TranscriptPieces delineate a collection of features that can be interpreted (5’-3’) together. In the standard case (with either cis- or no- splicing, and representing a full gene model) a Transcript will have a single TranscribedPiece pointing to all the relevant Features.
In cases where the Transcribpt (final mRNA) is split for either biological or technical reasons, each involved locus should have its own transcript_piece.
Each TranscriptPiece should have a single “geenuff_transcript” feature covering its whole range; that is the most 5’ part of the piece should be at the start from the “geenuff_transcript” feature and the most 3’ part of the piece at the end. The exception is error type features, which may be associated with the piece, but excede this range.
transcribed_piece has a many2one relationship with transcript.
The 5’ to 3’ ordering of transcript_pieces within a transcript can be accomplished using the ‘position’ attribute of the transcript_piece.
Transcript objects ultimately define what should be interpreted together to produce the final biological molecule (e.g. pre-mRNA, mRNA, protein, etc..).
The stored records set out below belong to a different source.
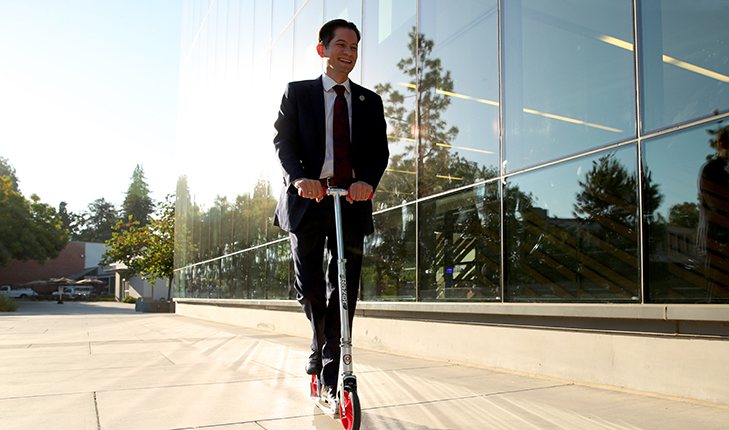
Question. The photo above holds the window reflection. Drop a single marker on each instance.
(568, 81)
(689, 233)
(385, 33)
(571, 231)
(459, 252)
(684, 72)
(449, 136)
(388, 271)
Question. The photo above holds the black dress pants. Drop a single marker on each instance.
(317, 291)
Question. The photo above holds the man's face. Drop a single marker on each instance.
(341, 55)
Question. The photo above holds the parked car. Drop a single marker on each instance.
(18, 293)
(75, 293)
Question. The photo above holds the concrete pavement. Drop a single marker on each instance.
(100, 365)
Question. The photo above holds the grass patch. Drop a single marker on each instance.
(7, 304)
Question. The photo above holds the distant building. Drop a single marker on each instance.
(77, 261)
(135, 286)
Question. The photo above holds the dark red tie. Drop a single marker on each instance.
(342, 162)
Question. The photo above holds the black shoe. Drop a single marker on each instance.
(313, 366)
(329, 395)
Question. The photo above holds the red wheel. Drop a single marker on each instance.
(349, 410)
(314, 386)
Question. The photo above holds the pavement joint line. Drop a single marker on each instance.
(119, 390)
(96, 407)
(474, 396)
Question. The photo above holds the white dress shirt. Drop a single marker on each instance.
(327, 170)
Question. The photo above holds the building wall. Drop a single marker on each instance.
(71, 260)
(542, 152)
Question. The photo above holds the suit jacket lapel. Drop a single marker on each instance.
(316, 95)
(357, 99)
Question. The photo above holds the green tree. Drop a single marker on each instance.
(69, 220)
(6, 169)
(684, 214)
(428, 164)
(96, 224)
(29, 230)
(146, 250)
(137, 203)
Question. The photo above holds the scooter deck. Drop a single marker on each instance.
(331, 410)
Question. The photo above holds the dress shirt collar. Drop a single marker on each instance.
(329, 83)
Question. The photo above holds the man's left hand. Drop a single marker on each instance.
(359, 191)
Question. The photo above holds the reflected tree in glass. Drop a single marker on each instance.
(428, 154)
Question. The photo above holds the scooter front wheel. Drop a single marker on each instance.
(349, 410)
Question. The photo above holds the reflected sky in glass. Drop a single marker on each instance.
(568, 74)
(684, 67)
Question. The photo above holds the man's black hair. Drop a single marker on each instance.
(723, 136)
(326, 33)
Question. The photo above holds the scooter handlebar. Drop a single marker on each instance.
(332, 191)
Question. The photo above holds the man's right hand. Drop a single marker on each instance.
(310, 188)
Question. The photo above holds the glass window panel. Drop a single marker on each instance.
(458, 94)
(568, 78)
(261, 29)
(282, 13)
(572, 231)
(388, 27)
(388, 270)
(686, 217)
(459, 246)
(351, 10)
(683, 60)
(280, 284)
(246, 39)
(307, 63)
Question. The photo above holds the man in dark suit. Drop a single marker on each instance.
(311, 132)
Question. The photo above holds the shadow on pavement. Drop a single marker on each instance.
(30, 307)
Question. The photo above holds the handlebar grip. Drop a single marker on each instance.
(372, 194)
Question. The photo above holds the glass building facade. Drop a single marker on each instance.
(541, 150)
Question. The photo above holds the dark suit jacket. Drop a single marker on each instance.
(300, 143)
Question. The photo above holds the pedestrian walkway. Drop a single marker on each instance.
(102, 366)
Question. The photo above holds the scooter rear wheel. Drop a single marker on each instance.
(314, 387)
(349, 410)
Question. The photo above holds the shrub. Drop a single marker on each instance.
(7, 304)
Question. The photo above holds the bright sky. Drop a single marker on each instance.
(88, 90)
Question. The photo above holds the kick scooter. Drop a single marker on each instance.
(347, 404)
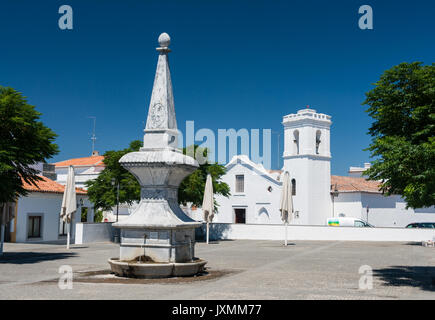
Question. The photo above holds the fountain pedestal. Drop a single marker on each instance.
(158, 228)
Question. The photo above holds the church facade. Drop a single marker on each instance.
(317, 195)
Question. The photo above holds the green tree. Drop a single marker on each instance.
(192, 187)
(24, 141)
(402, 105)
(103, 194)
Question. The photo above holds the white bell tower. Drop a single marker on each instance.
(307, 157)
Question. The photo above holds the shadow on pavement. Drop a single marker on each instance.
(421, 277)
(33, 257)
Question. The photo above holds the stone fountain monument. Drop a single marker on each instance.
(158, 231)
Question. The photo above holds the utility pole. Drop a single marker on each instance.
(278, 135)
(93, 137)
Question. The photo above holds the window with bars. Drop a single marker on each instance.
(34, 227)
(240, 183)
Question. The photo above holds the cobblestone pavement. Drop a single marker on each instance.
(242, 269)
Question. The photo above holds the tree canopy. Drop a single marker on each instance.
(192, 187)
(402, 105)
(103, 194)
(24, 141)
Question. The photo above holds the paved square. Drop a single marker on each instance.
(254, 270)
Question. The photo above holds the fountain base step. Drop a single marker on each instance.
(152, 270)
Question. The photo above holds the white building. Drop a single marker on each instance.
(255, 192)
(37, 215)
(86, 168)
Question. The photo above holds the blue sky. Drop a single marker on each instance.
(234, 64)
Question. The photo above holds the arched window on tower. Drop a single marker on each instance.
(296, 141)
(318, 134)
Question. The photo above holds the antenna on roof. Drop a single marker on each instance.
(93, 137)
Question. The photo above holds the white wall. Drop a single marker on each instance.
(383, 211)
(277, 232)
(93, 232)
(261, 205)
(48, 206)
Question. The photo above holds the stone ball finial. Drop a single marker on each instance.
(164, 40)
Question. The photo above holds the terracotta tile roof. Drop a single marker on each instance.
(48, 185)
(86, 161)
(275, 171)
(354, 184)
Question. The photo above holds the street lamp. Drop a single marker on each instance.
(117, 196)
(367, 210)
(334, 194)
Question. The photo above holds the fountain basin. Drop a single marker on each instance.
(150, 270)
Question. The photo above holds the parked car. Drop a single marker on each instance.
(347, 222)
(429, 225)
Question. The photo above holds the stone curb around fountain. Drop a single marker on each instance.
(156, 270)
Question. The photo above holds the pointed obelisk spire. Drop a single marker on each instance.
(161, 127)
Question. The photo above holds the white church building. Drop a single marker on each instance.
(317, 196)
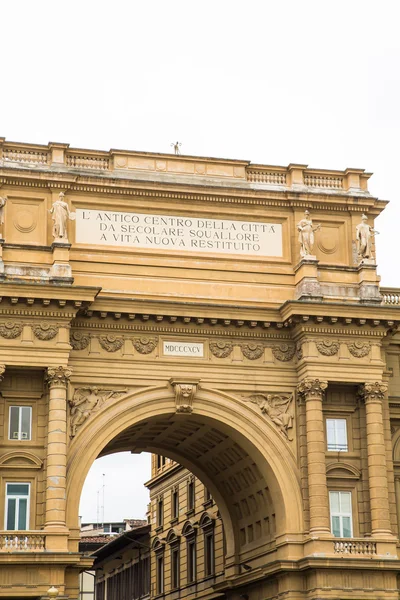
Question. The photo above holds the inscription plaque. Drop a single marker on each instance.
(172, 232)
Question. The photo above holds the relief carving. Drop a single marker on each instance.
(85, 401)
(110, 342)
(145, 345)
(45, 331)
(328, 347)
(278, 408)
(185, 391)
(359, 349)
(79, 340)
(221, 349)
(251, 350)
(284, 352)
(10, 330)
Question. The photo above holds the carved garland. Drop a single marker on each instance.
(252, 351)
(10, 331)
(45, 331)
(145, 345)
(284, 352)
(359, 349)
(110, 342)
(328, 347)
(221, 349)
(78, 340)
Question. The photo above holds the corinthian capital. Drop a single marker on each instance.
(185, 391)
(373, 391)
(58, 376)
(312, 388)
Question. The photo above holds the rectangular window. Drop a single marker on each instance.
(341, 514)
(175, 505)
(20, 423)
(17, 506)
(209, 553)
(191, 495)
(191, 558)
(175, 568)
(160, 574)
(336, 433)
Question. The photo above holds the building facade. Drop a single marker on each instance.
(226, 315)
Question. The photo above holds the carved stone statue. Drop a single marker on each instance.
(3, 200)
(85, 401)
(306, 235)
(60, 215)
(364, 235)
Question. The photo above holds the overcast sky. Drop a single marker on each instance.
(274, 82)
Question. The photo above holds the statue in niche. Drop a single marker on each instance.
(3, 201)
(364, 236)
(60, 215)
(86, 401)
(306, 231)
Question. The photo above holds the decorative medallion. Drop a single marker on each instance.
(10, 330)
(45, 331)
(221, 349)
(277, 407)
(145, 345)
(110, 342)
(252, 351)
(328, 347)
(359, 349)
(78, 340)
(284, 352)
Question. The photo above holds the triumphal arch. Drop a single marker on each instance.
(224, 314)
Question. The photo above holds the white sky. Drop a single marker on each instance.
(314, 82)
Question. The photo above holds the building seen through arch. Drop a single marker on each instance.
(227, 316)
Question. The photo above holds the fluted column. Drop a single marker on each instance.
(312, 391)
(57, 379)
(373, 394)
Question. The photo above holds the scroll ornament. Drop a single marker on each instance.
(251, 350)
(221, 349)
(145, 345)
(45, 331)
(79, 340)
(278, 408)
(110, 342)
(328, 347)
(284, 352)
(85, 401)
(359, 349)
(10, 331)
(185, 391)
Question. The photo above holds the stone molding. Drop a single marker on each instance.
(58, 376)
(185, 391)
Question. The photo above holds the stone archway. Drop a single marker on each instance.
(240, 456)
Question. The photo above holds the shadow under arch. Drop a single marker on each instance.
(228, 444)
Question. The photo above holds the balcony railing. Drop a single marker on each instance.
(354, 547)
(22, 541)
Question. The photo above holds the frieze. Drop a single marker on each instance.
(110, 342)
(45, 331)
(359, 349)
(284, 352)
(252, 351)
(145, 345)
(328, 347)
(221, 349)
(278, 408)
(10, 330)
(86, 401)
(79, 340)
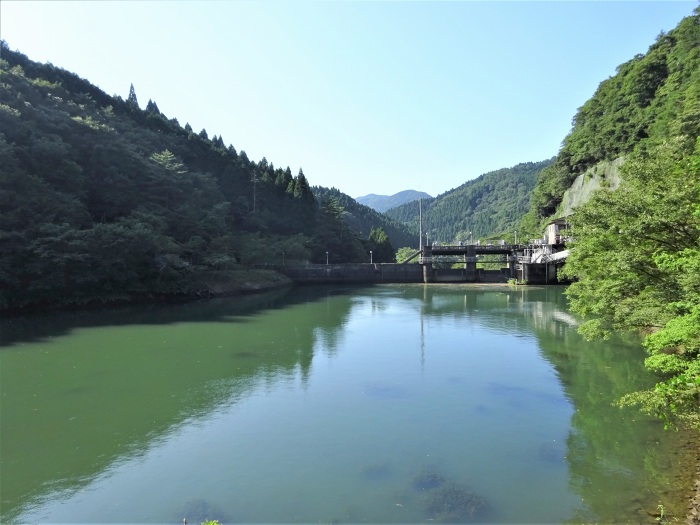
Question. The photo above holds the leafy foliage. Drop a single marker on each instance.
(103, 201)
(637, 261)
(651, 98)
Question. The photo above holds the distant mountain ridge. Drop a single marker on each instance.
(382, 203)
(489, 206)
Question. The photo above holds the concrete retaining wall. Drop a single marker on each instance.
(352, 273)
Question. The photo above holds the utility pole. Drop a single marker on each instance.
(420, 224)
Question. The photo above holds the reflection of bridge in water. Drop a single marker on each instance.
(532, 264)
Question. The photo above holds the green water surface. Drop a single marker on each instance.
(397, 403)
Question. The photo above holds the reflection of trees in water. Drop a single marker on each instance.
(618, 458)
(155, 368)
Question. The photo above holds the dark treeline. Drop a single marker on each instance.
(489, 206)
(101, 200)
(635, 255)
(652, 97)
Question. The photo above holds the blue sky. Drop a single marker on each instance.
(366, 97)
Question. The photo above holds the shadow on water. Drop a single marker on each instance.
(83, 390)
(67, 423)
(233, 309)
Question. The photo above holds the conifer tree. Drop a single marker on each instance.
(132, 96)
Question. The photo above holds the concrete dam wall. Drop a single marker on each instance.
(353, 273)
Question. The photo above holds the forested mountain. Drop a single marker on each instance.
(363, 219)
(652, 97)
(488, 206)
(635, 257)
(381, 203)
(101, 200)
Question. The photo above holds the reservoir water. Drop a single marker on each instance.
(389, 404)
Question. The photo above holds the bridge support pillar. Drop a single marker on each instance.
(428, 273)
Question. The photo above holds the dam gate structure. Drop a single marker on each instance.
(524, 264)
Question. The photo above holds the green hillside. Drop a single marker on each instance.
(102, 201)
(363, 219)
(382, 203)
(652, 97)
(635, 255)
(488, 206)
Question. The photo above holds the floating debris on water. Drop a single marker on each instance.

They consist of one or more transcript_pieces (which can be ordered 5’ to 3’ by sorting ‘position’ in ascending order). The features within each transcribed_piece can simply be ordered by coordinates. With pieces and their features sorted, a transcript can be read 5’-3’ and the information of interest (beit the whole transcript range, the spice sites, the start codon, etc..) can be extracted as necessary.
Example logic for interpreting a transcript is can be found in
in geenuff.applications.exporter.RangeMaker.